This article appeared online at TheNewAmerican.com on Friday, May 1, 2020:
During a press conference on Thursday, President Trump was asked, in light of additional revelations over the FBI’s efforts to entrap former National Security Advisor Lieutenant General Michael Flynn, whether he might bring Flynn back into his administration. Said Trump, “Well, it looks like Michael Flynn would be exonerated based on everything I see. I’m not the judge, but I have a different type of power [the power to pardon] but I don’t know that [I] would have to use that power. I think he’s exonerated.
Trump continued, “I think he’s a fine man. I think it’s terrible what they did to him. I would certainly consider [bringing him back] — yeah, I would. I think he is a fine man. I think he has got a great family.”
Fox News revealed the sum and substance of the new revelations that followed Flynn’s attorney’s efforts to bring them into public light: FBI director James Comey, working with his Deputy Director Andrew McCabe, decided to “target” Flynn by interviewing him under false pretenses, hoping to get him to incriminate himself under a 1799 law. McCabe ordered FBI’s head of counter-intelligence Bill Priestap to get Flynn “to admit to breaking the Logan act.” In seeking clarification, Priestap, in a personal handwritten memo, asked “What is our goal? Truth/Admission or to get him to lie, so we can prosecute him or get him fired?”
One of those present during that interview — which took place just four days after Trump’s inauguration in 2017 — was Peter Strzok. Strzok, following the meeting, altered the official report of that interview numerous times, with assistance from Lisa Page, according to documents that were released earlier this week.
When Bernie Kerik, former New York City Police Commissioner under then-Mayor Rudy Giuliani, reviewed the newly released documents, he told Newsmax that the two “intentionally went back and doctored the original [Form] 302. That’s because they were not looking for the truth. They were looking for a mechanism to trap Gen. Flynn, to prosecute him, to get him fired in order to go after the president. That was their motive; that was their agenda. It’s absolutely clear at this point that they were not looking for the truth.”
And not just the two low-level FBI agents, either. Said Kerik, “This was [ordered] at the highest levels of the FBI. At the most senior level of the FBI. They falsified records. They suppressed evidence.… They used and abused their authority to deprive Gen. Flynn of [his rights].”
Why? Why did Strzok, on his own authority, keep the file open on Flynn when it was clear early on that Flynn was innocent of any complicity with the Russians during the 2016 president campaign? Why did he risk his career — and ultimately possibly his incarceration — just to “get” one of Trump’s people?

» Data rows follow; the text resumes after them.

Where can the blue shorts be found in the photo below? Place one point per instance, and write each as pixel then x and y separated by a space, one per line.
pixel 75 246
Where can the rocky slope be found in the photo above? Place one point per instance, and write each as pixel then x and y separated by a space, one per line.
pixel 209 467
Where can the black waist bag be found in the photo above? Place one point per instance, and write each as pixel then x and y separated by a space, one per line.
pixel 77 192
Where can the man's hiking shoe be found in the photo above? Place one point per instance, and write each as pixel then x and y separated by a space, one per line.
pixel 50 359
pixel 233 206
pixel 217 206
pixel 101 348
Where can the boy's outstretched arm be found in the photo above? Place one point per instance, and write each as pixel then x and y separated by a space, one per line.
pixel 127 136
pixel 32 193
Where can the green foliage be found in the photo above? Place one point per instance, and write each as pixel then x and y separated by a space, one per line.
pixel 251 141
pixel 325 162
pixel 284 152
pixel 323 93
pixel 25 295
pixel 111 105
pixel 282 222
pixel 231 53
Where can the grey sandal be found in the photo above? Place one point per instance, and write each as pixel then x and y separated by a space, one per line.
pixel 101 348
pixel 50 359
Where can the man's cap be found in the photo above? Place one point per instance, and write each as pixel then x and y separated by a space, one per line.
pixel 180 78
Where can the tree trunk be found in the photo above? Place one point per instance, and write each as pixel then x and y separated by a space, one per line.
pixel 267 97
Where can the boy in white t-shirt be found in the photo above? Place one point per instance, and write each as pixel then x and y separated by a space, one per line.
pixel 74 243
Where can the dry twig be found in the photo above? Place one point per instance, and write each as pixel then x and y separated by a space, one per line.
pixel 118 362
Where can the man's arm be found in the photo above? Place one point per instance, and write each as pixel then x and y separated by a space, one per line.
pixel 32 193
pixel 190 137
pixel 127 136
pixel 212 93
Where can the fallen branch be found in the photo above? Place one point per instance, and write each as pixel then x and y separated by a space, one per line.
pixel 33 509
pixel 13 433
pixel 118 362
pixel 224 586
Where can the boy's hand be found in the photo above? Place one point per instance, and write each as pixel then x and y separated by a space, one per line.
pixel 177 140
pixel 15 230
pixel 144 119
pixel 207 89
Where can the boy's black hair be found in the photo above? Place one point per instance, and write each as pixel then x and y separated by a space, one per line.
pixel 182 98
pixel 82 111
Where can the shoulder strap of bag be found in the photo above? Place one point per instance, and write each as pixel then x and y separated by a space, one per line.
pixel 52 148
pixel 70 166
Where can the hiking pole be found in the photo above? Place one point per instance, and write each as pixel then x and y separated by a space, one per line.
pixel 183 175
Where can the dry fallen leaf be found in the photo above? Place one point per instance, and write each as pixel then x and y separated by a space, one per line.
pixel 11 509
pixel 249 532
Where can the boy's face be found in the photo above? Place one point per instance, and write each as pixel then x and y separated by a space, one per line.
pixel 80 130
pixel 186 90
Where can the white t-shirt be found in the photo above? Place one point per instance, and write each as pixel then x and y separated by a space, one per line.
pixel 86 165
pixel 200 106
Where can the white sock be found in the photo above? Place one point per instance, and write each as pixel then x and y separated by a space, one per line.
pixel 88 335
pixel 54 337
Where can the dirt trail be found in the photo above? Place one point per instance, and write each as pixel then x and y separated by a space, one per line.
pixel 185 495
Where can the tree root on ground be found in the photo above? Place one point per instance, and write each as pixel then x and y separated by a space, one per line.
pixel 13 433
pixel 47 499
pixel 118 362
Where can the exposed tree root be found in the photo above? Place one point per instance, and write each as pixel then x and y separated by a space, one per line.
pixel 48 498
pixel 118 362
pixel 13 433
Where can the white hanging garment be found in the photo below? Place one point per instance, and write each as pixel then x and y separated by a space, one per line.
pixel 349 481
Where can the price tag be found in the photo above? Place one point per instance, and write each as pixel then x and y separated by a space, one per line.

Representative Jim Jordan (R-Ohio), serving as Trump’s chief of staff, was interviewed on Fox & Friends on Thursday. Host Steve Doocy noted, “Somebody at the FBI and the Department of Justice was out to get Flynn.” The bureau, he said, was trying to “entrap him, have him tell a lie, charge him on that, prosecute him on that so that they could get rid of him and embarrass the Trump administration.”
To which Jordan responded, “Yes.”
But was it more than that? Did the people occupying the highest levels of the FBI and the DOJ just want to embarrass the president? Or did they see Flynn as not so much a “target” as an “obstacle” to their continued efforts to subvert the Trump administration and keep him from fulfilling his campaign promise to “drain the swamp”?
It is helpful to remember that former president Barack Obama fired Flynn in 2014 from his position as Defense Intelligence Agency chief and then personally warned incoming President Trump against rehiring him. He told Trump that he (Obama) was “not a fan” of Flynn.
Perhaps additional revelations that are promised to be released in the near future will shed more light on that. In the meantime, the president could do worse than to reinstate Flynn and order him to complete the job he was originally assigned to do.